- Valparaiso Inn
- Formerly listed on the U.S. National Register of Historic Places
- Location: 331 Bayshore Drive, Valparaiso, Florida
- Area: 4.3 acres (1.7 ha)
- Built: 1924
- Architect: Walker D. Willis
- Architectural style: Late 19th And 20th Century Revival
- NRHP reference No.: 78000954

Significant dates
- Added to NRHP: August 1, 1978
- Removed from NRHP: 1981

= Valparaiso Inn =

The Valparaiso Inn was built in 1924 on the shores of Boggy Bayou in Valparaiso, Florida, by developer James E. Plew. The three-story Spanish stucco structure was patterned after Chicago's famous Edgewater Beach Hotel. It had four wings angled to catch the breeze and provide a panoramic view of Boggy Bayou and Choctawhatchee Bay. It offered 56 guests rooms.

==History==
Advertisements in the local paper in 1939 stated "We Take this Opportunity to Remind You of the Excellent Facilities for Recreation Offered By Valparaiso Inn and Golf Course." The Inn was listed as being "Open All Year", and boasting "Fire Protection .. Sprinkler System", 60 modern rooms, swimming beach, and two tennis courts.

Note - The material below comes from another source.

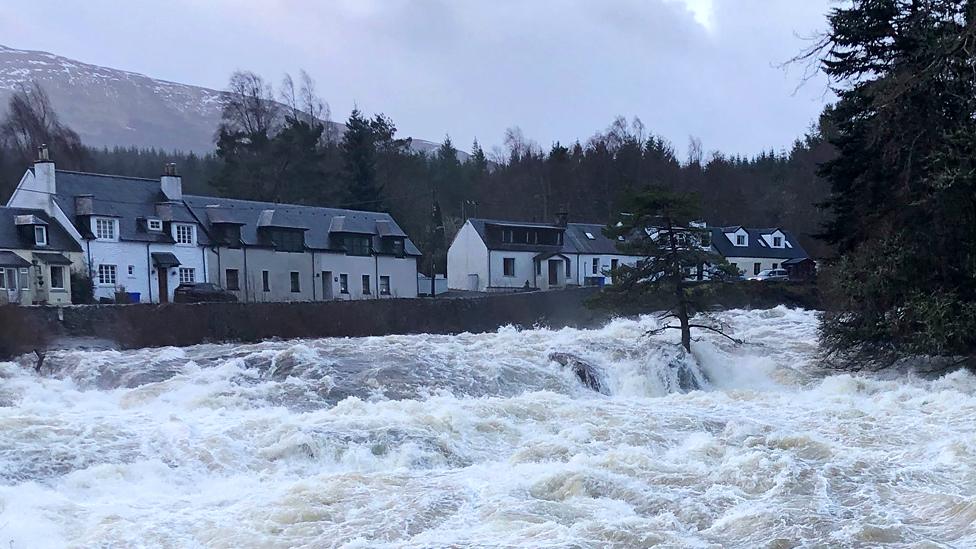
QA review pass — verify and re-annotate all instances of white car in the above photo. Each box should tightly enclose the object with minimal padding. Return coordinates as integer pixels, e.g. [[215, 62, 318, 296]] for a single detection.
[[749, 269, 790, 282]]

The nearby Valparaiso Country Club claimed "Beautiful Grass, Greens and Tees," 6350 Yards, 5 Water Holes, with fees of $1.00 per day.

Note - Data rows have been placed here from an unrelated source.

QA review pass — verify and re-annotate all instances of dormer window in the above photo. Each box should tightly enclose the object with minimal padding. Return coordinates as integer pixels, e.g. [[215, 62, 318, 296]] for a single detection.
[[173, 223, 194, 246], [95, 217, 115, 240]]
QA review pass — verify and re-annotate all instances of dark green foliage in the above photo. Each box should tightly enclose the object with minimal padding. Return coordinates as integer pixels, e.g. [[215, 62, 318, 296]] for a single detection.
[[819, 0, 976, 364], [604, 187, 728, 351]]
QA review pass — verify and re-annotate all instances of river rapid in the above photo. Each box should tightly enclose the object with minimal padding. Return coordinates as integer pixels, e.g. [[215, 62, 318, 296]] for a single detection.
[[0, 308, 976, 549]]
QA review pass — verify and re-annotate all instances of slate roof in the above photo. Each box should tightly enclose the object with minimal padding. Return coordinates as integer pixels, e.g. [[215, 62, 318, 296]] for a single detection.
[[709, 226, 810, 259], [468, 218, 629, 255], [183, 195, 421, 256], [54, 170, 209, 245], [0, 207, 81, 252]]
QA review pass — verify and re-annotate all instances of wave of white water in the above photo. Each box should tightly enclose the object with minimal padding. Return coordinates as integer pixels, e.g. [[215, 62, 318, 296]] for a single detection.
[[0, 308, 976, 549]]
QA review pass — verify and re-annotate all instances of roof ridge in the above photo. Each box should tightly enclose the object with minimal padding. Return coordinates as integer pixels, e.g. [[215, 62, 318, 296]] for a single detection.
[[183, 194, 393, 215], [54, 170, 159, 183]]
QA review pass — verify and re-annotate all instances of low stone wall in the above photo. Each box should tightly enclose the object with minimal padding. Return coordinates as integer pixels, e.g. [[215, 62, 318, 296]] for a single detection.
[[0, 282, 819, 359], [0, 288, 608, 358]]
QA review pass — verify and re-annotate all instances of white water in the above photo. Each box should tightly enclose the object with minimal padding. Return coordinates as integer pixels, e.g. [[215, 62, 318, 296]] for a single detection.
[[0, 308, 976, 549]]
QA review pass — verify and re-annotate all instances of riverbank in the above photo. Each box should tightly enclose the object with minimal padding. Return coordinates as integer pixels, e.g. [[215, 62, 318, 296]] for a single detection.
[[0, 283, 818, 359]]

In June 1941, the Officers Club of Eglin Field made arrangements to take over the Valparaiso Inn, Valparaiso, Florida, as the "O Club".

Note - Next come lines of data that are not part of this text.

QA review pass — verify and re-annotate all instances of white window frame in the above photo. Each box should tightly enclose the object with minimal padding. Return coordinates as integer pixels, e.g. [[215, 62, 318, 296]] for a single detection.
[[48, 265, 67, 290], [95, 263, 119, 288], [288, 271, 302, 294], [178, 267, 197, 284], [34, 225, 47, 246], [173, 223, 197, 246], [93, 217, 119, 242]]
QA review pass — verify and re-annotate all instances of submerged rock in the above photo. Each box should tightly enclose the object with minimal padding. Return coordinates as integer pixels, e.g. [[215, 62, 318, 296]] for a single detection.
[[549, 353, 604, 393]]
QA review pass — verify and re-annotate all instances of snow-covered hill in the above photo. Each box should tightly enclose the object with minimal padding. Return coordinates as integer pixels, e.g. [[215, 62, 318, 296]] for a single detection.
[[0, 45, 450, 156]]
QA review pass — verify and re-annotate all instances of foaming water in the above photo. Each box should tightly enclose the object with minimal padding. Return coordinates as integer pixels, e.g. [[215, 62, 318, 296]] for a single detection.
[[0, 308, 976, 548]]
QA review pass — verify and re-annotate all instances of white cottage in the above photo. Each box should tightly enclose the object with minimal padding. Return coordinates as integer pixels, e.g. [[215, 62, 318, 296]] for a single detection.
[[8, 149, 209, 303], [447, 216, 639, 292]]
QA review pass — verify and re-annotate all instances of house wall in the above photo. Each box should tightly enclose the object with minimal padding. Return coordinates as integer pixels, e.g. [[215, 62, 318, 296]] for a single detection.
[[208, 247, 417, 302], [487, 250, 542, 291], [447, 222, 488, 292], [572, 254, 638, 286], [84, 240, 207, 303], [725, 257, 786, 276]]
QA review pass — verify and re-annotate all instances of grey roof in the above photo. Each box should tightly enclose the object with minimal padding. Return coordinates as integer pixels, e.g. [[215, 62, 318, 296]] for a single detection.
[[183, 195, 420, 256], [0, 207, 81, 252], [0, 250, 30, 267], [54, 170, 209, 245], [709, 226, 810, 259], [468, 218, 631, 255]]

Lt. Col. Jimmy Doolittle and many of the "Tokyo Raiders" were housed at the Inn while they trained at Eglin Field in March 1942.

The Inn was sold by the Plew family in 1950. It continued to operate as a hotel until 1957, when it was converted into an apartment complex.

On March 2, 1977, a fire severely damaged the Inn and it remained vacant until fire completely destroyed it on October 25, 1980.